A person with a higher lifetime income will be able to collect Social Security more often. However, those with lower incomes receive more benefits than what they contribute. As the individual’s annual income rises, so does the percentage that they get back from SS. Therefore, a person earning less will receive more SS benefits than someone who earns more. This number will be lower for former recipients, since the income of the more wealthy individuals will result in higher amounts. The current SS rate may not be sustainable as the baby-boomer generation ages and life expectancy rises. It will not go bankrupt as long the people work and tax system are intact. But, the possibility exists that the system might not be fully able to pay its scheduled benefits by 2034. (Wall Street Journal). This future problem has been addressed by talk of privatizing Social Security. This would require workers to make contributions into their own private retirement-savings accounts. Privatization advocates argue that the private-account model would reduce the government’s dependency on workers to pay taxes and also address demographic trends.

Opponents to privatization argue, however, that this would cause “increased retiree risks, severe cuts to Social Security benefits, and an increase of the federal debt by multi-trillion dollars” (National Committee to Preserve Social Security/Medicaid). All these changes would be counterintuitive to Social Security’s main objective. Those who are against privatization argue that the system’s current form of insurance is no longer viable and will be replaced by a savings program. This would mean that there is no security or stability. Social security pays the same monthly benefits regardless of an individual’s income. However, retirement savings are subject to market fluctuations and more likely to be spent before Social Security. Opponents for privatizing SS say that savings can be exhausted, which is not the case for Social Security benefits. Private-insurance annuities would be required to make sure that an individual doesn’t outlive his savings. This is possible but would be expensive for each account holder. Privatization does however not offer the same survivor or disability payments as Social Security. Privateization advocates claim that people can still buy life and disability insurance but fail to understand the costs involved. SS is normally responsible for these expenses. Privatization would make it more affordable for survivors and disabled workers to pay more.

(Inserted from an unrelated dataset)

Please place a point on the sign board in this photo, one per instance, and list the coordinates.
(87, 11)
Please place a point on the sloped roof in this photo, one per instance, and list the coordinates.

Social Security currently offers a stable program. Each beneficiary receives a fixed amount each month based upon their earnings. This money is not available until retirement, except for survivors or disabled. It is not available to widows or children. Alternatively, savings from privatization may not be in the same stable state as SS. They can be used at the individual’s choice. Although privatization advocates may claim that this is a benefit, it also allows people to spend their savings before they are due, which leaves them without the monthly economic cushion that SS offers. Individuals may have more money than they need, but the Social Security program will provide the stability and economic security that they need. People can plan and make more money by paying monthly, without having to drain all of their savings.

Wall Street brokers would see a rise in privatization while fund managers and Wall Street fund managers would see a decrease in their profits. Individual workers will also be affected by the increased costs of administration for small investment accounts, such as the commissions or fees. Social security has lower administrative costs than privatization. It would also have significant costs to transition workers to the privatization of Social Security. The cost of the transition to privatization would be close to $5 trillion in the first 20 years. It would fall on the younger generation, who would have to bear the majority of the cost (NCPSSM).

The expansion of the current program is a better way to avoid the collapse in Social Security. It was previously predicted that it would occur around 2034. The immediate increase in benefits and future beneficiaries would be possible if the tax cap was removed that prevents wealthy people from contributing the same amount to Social Security. It would eliminate the potential for the depletion of the estimated amount within the next twenty-years. The most powerful Wall Street brokers and Wall Street workers would benefit from the privatization and it would not be beneficial to low-income workers or survivors. The government being removed from the retirement equation would only benefit a few people, but it would be detrimental to the rest. Social Security should be supported and expanded instead of being privatized.

Author

  • michaellang

    Michael Lang is a 33-year-old professor and blogger who is passionate about writing. He has been blogging for over 7 years and has written for various online publications. Michael is also a seasoned professor who has taught at the college level for over a decade. He is currently a professor of English at a community college in the Midwest.